# guide to spark partitioning: RDD union


This is a text cell. Start editing!




In [1]:
import org.apache.spark.Partitioner
import org.apache.spark.rdd.RDD

In [2]:
spark.version

2.4.7

In [3]:
class CustomHashPartitioner(override val numPartitions: Int) extends Partitioner {
  override def getPartition(key: Any): Int = key.hashCode % numPartitions
}

In [4]:
def createRdd(name: String, numRecords: Int): RDD[(Int, String)] = {
    val data = Range.inclusive(1, numRecords).map { value =>
        value -> s"$name-value"
    }
    spark.sparkContext
        .parallelize(data)
}

If all input RDDs have the same Partitioner and equal number of partitions, then the number of partitions in the resultant RDD is same as in each of the input RDD.



In [6]:
val partitioner = new CustomHashPartitioner(5)

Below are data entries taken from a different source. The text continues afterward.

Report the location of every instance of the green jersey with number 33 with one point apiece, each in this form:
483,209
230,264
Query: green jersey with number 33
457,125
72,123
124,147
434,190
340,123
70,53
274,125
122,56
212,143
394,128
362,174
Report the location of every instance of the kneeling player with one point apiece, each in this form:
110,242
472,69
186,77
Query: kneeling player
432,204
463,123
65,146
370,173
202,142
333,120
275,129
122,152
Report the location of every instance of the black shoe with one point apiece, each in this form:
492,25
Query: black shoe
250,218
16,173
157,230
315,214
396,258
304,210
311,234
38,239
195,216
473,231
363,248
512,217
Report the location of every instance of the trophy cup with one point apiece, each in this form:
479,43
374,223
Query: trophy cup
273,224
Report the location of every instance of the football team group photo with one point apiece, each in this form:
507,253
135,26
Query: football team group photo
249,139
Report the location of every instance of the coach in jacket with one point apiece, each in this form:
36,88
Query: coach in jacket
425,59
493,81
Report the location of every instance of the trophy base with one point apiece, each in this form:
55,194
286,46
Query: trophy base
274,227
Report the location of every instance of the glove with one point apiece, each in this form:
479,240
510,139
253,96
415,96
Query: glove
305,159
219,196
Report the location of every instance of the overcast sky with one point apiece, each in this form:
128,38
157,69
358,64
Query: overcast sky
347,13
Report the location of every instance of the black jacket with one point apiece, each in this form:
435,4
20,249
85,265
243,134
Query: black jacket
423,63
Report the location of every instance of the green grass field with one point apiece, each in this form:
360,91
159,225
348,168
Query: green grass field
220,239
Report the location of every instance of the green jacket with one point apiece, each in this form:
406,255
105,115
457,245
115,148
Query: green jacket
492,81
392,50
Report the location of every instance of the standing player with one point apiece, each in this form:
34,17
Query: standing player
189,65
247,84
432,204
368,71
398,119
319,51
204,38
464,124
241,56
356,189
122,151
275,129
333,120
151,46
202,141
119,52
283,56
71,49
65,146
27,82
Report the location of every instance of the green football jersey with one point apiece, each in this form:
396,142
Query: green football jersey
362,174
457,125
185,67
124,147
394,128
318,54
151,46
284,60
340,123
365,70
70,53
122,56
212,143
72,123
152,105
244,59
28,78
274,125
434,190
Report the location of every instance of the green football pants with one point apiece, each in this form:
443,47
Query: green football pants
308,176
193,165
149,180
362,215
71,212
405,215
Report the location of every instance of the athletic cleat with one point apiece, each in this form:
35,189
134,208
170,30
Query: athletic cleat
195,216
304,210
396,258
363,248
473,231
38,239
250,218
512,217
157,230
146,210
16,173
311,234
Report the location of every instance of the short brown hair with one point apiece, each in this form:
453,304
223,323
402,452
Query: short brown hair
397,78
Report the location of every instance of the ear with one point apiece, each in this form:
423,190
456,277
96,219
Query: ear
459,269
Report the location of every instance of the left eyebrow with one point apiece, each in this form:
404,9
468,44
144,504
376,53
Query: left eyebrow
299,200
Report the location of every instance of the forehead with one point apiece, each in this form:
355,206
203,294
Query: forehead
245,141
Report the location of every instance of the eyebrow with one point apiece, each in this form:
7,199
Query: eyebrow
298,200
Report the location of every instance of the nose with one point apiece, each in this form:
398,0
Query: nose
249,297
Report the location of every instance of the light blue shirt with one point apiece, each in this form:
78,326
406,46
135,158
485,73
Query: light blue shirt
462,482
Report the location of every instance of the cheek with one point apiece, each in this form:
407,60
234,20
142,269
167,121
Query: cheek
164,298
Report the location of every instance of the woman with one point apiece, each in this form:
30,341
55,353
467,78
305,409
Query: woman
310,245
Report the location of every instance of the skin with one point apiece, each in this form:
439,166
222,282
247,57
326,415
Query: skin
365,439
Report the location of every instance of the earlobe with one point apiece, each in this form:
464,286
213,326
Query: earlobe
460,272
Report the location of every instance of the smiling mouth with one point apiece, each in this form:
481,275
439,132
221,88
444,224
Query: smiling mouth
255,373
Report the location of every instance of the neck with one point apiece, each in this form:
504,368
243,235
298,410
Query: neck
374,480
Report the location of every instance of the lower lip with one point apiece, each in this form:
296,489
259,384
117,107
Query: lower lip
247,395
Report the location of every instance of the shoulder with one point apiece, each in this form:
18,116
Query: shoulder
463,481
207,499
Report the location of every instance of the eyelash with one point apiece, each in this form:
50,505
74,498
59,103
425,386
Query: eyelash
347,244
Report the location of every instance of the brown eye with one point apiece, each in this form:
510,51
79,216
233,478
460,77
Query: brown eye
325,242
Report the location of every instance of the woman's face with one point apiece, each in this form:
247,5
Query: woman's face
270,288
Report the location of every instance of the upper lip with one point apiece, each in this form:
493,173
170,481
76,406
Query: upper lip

val a = createRdd("a", 1000).partitionBy(partitioner)
val b = createRdd("a", 500).partitionBy(partitioner)
val c = a.union(b)

c.getNumPartitions

5

If input RDDs differ in number of partitions or have different Partitioners, then the Union transformation adds up the number
of partitions in all the parent RDDs to determine the number of partitions in the output RDD. This is true even when one of the
RDD among all the input RDDs possess different partitioners or different number of partitions as compared to the rest of the lot.

In [8]:
val partitioner = new CustomHashPartitioner(5)

val a = createRdd("a", 1000).partitionBy(partitioner)
val b = createRdd("b", 500).repartition(5)
val c = a.union(b)

c.getNumPartitions

10

If Partitioner is absent in one or more input RDDs, then, also the Union transformation adds up the number of partitions in the
input RDDs to determine the number of partitions in the output RDD. This is true even when all the input RDDs have same
number of partitions.

In [10]:
val partitioner = new CustomHashPartitioner(5)

val a = createRdd("a", 1000).partitionBy(partitioner)
val b = createRdd("b", 500)
val c = a.union(b)

c.getNumPartitions

13